IBYME   02675
INSTITUTO DE BIOLOGIA Y MEDICINA EXPERIMENTAL
Unidad Ejecutora - UE
congresos y reuniones científicas
Título:
Responsiveness to Tamoxifen is associated with the assembly of an AP-1/Stat3/ErbB-2 non classical PR Transcriptional Complex in breast cancer patients
Autor/es:
DÍAZ FLAQUÉ, CELESTE; NATALIA GALIGNIANA; ROSALIA CORDO RUSSO; CECILIA J. PROIETTI; FRANCO IZZO; MARÍA FLORENCIA MERCOGLIANO; LEANDRO VENTURUTTI; ROXANA SCHILLACI; ELIZALDE, PATRICIA V
Lugar:
San Francisco
Reunión:
Congreso; 95th Annual Meeting of the Endocrine Society; 2013
Resumen:
The molecular mechanisms through which the progesterone receptor (PR) controls breast cancer growth and response to endocrine treatments remain a major clinical challenge. PR acts as a transcription factor (TF) and as an activator of signaling pathways through a rapid or nongenomic mechanism. Furthermore, it participates in an extensive and bidirectional crosstalk with growth factors and estrogen receptor (ER) signaling. In the present work, we demonstrated that progestin treatment of breast cancer cells induces the rapid phosphorylation of c-Jun and c-Fos, (AP-1 TF), via p42/p44 MAPKs. AP-1 activation leads to the assembly at the proximal cyclin D1 promoter of a multi-component complex which functions as an enhaceosome, where AP-1 is loaded at its response element (TRE), PR is tethered to AP-1, the signal transducer and activator of transcription 3 (Stat3) is co-recruited to its binding sites located close to the TRE, and ErbB-2 is simultaneously loaded. This complex drives in vitro and in vivo progestin-induced breast cancer growth. We explored the clinical significance of PR and AP-1 nuclear interaction in breast tumors through a retrospective study in a cohort of 99 PR+ primary invasive breast carcinomas.
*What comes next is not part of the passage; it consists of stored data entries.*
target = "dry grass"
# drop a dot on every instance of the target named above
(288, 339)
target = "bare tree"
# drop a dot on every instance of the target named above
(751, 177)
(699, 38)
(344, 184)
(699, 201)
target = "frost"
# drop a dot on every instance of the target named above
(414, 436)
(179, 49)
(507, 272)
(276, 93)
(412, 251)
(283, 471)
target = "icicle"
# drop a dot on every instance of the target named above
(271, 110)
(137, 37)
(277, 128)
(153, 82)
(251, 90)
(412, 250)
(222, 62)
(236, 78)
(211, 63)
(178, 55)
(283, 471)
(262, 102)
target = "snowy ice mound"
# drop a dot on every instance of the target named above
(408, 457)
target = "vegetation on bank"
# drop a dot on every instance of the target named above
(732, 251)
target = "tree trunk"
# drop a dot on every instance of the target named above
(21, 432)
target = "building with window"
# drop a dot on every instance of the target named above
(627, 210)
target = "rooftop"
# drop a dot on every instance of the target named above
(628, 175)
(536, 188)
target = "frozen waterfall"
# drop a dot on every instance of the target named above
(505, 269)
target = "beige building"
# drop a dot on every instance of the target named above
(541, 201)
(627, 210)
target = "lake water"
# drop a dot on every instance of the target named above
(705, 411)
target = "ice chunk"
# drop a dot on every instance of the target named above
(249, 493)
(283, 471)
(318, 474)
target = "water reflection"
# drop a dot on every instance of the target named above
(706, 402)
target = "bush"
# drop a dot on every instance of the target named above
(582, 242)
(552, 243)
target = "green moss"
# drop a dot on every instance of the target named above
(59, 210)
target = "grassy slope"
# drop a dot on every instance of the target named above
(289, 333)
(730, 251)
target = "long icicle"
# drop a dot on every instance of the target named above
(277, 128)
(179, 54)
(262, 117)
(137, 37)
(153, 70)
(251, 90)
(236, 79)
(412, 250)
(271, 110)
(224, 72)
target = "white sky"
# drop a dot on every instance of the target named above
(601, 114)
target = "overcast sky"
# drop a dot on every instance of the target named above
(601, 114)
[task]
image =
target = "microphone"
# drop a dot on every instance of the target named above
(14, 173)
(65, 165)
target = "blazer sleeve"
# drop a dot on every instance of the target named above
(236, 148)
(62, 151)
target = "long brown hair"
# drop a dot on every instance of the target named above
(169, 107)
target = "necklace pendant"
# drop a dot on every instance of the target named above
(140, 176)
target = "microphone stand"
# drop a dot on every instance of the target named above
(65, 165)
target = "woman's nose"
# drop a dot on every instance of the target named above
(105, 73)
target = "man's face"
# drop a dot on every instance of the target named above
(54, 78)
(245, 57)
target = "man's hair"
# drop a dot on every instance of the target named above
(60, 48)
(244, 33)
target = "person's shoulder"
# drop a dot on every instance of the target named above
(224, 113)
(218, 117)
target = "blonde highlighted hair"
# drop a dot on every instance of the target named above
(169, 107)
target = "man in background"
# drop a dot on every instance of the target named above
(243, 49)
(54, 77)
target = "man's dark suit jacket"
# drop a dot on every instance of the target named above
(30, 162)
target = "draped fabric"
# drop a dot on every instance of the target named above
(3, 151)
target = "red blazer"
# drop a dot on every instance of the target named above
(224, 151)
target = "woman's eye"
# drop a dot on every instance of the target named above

Unexpectedly, evaluation of nuclear co-localization of PR and p-c-Jun by inmunofluorescence and confocal microscopy was a marker of good prognosis and better overall survival (OS) in patients treated with tamoxifen (TAM), an anti-ER therapy. We found that 81 tumors showed nuclear colocalization of both proteins and were significantly associated with the absence of nodal metastasis. Kaplan-Meier survival analysis revealed that colocalization correlated with better OS both in the total cohort and in the subgroup of patients that received TAM (n=85). A rationale for these clinical findings was provided by our demonstration that TAM inhibited progestin-induced AP-1 transcriptional activation in BT474-HR breast cancer cells which are sensitive to the antiproliferative effects of TAM. Our findings offer novel insight into the major clinical challenge of endocrine resistance, revealing that PR transcriptional complexes assembled via coordinated rapid and transcriptional PR actions govern breast cancer growth. These complexes are disrupted by TAM, rendering breast cancer cells sensitive to therapy.